Claude Mythos was unveiled by Anthropic on April 8, and since then, world leaders, regulators, and bankers have been uneasy. Think of Mythos as an advanced ChatGPT with a sharp focus on cybersecurity. Anthropic says it can autonomously identify and exploit “zero-day” software vulnerabilities within minutes, and has already flagged vulnerabilities in systems like the Linux kernel and browsers such as Mozilla Firefox, which are widely used—from phones to stock exchanges, power grids, and payment systems.
For India, with its vast digital ecosystem spanning UPI, banking networks, stock exchanges, and critical infrastructure like power and telecom grids, the challenge is not merely technical—it is strategic and systemic.
The country must now prepare for an “AI vs AI” cyber era, while ensuring legacy systems can defend themselves at machine speed, say four financial sector experts CNBC-TV18 spoke to.

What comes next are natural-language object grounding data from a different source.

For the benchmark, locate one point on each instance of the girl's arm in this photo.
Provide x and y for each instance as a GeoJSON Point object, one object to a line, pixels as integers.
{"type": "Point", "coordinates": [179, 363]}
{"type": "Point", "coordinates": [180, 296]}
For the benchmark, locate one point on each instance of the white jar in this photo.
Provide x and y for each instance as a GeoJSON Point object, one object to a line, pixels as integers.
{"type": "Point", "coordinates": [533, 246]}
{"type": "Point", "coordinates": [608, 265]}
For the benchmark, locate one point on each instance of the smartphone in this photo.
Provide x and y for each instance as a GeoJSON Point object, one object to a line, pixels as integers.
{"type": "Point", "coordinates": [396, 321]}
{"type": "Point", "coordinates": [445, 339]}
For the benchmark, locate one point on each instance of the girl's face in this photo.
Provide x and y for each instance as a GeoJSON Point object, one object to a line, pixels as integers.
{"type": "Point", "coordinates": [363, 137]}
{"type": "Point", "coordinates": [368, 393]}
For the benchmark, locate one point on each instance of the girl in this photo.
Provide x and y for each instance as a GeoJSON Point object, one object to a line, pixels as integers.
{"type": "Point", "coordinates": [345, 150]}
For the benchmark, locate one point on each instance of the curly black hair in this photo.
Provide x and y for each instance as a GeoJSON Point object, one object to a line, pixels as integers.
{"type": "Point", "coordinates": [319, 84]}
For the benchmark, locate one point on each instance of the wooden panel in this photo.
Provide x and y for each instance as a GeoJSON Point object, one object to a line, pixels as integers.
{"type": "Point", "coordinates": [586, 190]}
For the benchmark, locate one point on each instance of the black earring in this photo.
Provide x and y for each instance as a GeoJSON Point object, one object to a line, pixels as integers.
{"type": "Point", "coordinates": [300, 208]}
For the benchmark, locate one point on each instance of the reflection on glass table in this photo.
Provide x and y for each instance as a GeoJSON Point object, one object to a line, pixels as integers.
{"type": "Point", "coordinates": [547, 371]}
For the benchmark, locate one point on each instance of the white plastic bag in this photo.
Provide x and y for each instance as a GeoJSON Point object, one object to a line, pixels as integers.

Understanding the nature of the threat
Traditional cyber defences were built around sequential responses—detect, verify, patch, explains Ramesh Laxminarayanan, Group Head – Infotech and Digital at HDFC Bank. Mythos-class AI collapses this timeline, discovering and weaponising vulnerabilities almost instantly. A single flaw in a bank’s payment gateway or a power grid can now be exploited before alarms are even raised.

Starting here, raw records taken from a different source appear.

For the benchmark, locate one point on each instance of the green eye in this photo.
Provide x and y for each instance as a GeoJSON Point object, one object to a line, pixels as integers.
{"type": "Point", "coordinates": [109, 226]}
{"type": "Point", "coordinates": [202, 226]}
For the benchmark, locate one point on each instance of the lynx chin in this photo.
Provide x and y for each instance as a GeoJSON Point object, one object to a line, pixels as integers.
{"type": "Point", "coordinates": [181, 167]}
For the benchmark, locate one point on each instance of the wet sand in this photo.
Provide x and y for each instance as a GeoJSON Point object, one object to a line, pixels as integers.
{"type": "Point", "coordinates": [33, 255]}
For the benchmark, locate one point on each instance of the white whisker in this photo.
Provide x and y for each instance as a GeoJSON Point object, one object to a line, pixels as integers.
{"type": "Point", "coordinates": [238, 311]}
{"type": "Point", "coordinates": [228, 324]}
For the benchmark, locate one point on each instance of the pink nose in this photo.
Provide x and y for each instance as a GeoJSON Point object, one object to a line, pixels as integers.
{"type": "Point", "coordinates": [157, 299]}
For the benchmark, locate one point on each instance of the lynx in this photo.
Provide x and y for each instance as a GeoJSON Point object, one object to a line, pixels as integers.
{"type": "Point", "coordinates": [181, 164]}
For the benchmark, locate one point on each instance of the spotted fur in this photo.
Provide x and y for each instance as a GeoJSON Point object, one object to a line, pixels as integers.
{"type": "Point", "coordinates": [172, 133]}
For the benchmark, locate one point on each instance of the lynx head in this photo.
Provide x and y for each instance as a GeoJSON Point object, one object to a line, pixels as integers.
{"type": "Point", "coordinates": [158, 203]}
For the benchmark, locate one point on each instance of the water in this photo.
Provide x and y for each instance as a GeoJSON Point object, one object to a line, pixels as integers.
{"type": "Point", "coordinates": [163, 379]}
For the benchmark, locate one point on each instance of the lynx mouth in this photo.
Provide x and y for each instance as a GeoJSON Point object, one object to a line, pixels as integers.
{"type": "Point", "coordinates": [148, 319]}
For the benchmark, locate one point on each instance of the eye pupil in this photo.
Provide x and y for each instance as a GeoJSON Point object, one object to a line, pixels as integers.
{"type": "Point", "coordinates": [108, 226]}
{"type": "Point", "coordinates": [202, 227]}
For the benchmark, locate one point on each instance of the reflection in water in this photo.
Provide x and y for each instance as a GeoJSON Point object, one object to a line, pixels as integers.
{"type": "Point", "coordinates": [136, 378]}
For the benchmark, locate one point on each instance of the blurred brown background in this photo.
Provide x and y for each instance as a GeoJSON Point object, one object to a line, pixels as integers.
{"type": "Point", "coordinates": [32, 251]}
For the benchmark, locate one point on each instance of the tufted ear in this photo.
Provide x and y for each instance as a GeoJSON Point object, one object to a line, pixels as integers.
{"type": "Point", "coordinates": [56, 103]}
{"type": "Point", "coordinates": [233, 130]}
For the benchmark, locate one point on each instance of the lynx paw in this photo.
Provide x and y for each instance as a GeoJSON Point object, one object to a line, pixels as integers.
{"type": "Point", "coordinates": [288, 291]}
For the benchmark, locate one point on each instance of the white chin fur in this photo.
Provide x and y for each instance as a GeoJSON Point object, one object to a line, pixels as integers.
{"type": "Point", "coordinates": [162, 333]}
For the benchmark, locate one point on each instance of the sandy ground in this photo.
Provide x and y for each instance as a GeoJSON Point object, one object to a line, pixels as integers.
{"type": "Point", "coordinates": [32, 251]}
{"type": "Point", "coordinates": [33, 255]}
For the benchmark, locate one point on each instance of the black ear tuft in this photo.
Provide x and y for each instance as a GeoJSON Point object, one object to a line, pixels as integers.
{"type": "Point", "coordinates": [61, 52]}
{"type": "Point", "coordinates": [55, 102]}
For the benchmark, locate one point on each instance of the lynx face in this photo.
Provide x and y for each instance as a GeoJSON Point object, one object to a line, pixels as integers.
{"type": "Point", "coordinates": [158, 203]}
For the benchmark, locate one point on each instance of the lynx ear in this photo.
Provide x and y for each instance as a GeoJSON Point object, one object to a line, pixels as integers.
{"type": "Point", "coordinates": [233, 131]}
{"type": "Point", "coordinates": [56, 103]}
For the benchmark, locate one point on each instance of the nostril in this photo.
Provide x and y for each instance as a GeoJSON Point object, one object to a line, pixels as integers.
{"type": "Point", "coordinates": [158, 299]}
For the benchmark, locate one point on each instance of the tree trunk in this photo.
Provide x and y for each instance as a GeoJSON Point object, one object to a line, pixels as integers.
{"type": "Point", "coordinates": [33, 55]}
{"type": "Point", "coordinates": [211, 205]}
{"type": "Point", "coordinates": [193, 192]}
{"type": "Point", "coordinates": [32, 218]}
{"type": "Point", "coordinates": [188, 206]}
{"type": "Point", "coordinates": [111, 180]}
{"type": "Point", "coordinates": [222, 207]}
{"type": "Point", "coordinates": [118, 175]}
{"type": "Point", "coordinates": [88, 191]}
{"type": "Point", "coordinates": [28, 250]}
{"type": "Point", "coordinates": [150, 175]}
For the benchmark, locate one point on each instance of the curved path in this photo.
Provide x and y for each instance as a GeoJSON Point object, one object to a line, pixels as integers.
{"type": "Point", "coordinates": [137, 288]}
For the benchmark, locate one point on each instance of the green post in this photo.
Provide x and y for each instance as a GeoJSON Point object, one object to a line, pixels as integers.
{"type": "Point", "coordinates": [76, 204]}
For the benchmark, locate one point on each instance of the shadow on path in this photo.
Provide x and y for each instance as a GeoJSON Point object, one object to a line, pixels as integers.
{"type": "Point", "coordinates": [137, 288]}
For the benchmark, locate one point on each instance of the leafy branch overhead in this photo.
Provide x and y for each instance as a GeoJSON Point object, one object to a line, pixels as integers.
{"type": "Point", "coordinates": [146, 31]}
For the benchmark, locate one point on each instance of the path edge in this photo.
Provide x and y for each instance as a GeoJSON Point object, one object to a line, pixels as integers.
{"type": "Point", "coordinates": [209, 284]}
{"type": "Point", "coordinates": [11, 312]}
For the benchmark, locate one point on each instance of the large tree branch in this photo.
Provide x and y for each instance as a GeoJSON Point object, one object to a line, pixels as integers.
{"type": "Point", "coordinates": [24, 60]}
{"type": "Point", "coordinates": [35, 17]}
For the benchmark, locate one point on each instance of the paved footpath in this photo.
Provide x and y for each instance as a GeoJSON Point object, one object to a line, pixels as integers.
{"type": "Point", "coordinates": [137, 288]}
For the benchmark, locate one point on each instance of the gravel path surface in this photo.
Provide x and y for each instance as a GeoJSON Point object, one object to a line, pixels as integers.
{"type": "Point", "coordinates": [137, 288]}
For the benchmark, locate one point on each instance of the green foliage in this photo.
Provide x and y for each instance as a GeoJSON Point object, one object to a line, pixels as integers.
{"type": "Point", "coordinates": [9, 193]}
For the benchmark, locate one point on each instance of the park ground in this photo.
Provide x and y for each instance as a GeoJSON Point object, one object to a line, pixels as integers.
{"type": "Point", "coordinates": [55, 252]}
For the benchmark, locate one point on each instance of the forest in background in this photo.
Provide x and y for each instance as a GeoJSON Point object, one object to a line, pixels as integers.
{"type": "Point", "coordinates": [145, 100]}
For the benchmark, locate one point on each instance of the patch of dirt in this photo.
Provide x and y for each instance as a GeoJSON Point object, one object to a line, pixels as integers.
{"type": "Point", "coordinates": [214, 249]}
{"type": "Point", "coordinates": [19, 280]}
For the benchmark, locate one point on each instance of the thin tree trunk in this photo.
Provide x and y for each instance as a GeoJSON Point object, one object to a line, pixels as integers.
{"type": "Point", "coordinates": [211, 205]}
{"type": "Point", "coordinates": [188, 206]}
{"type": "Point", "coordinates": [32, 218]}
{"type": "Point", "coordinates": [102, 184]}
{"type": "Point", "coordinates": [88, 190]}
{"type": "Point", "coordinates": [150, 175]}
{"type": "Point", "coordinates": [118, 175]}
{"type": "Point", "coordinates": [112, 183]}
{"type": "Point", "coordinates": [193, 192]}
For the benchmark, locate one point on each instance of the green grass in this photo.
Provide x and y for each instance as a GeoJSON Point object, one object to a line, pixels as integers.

The threat is non-linear and autonomous—it scales across systems, maps interconnections, and launches multi-vector attacks in real time. Anthropic may not have been exaggerating when it said the model is too powerful for public release. It has allowed limited previews to tech giants like Google, Microsoft, Nvidia, Cisco and banks like JPMorgan Chase to test systems and patch bugs.
For India’s interconnected digital infrastructure, this introduces systemic risk across sectors, says Kapil Vaswani of SPARC, an AI and cybersecurity research lab at Indian Institute of Science.
The New Paradigm: Fighting AI with AI
The most critical takeaway is simple: we need AI to defend against AI. India’s strategy must move from reactive security (patching after an attack) to autonomous defensive AI—systems that can predict, detect, and fix vulnerabilities automatically.
The Indian government is attempting exactly that. Reports suggest it is in talks with Anthropic and the US government to enable Indian companies to access Mythos, similar to US firms.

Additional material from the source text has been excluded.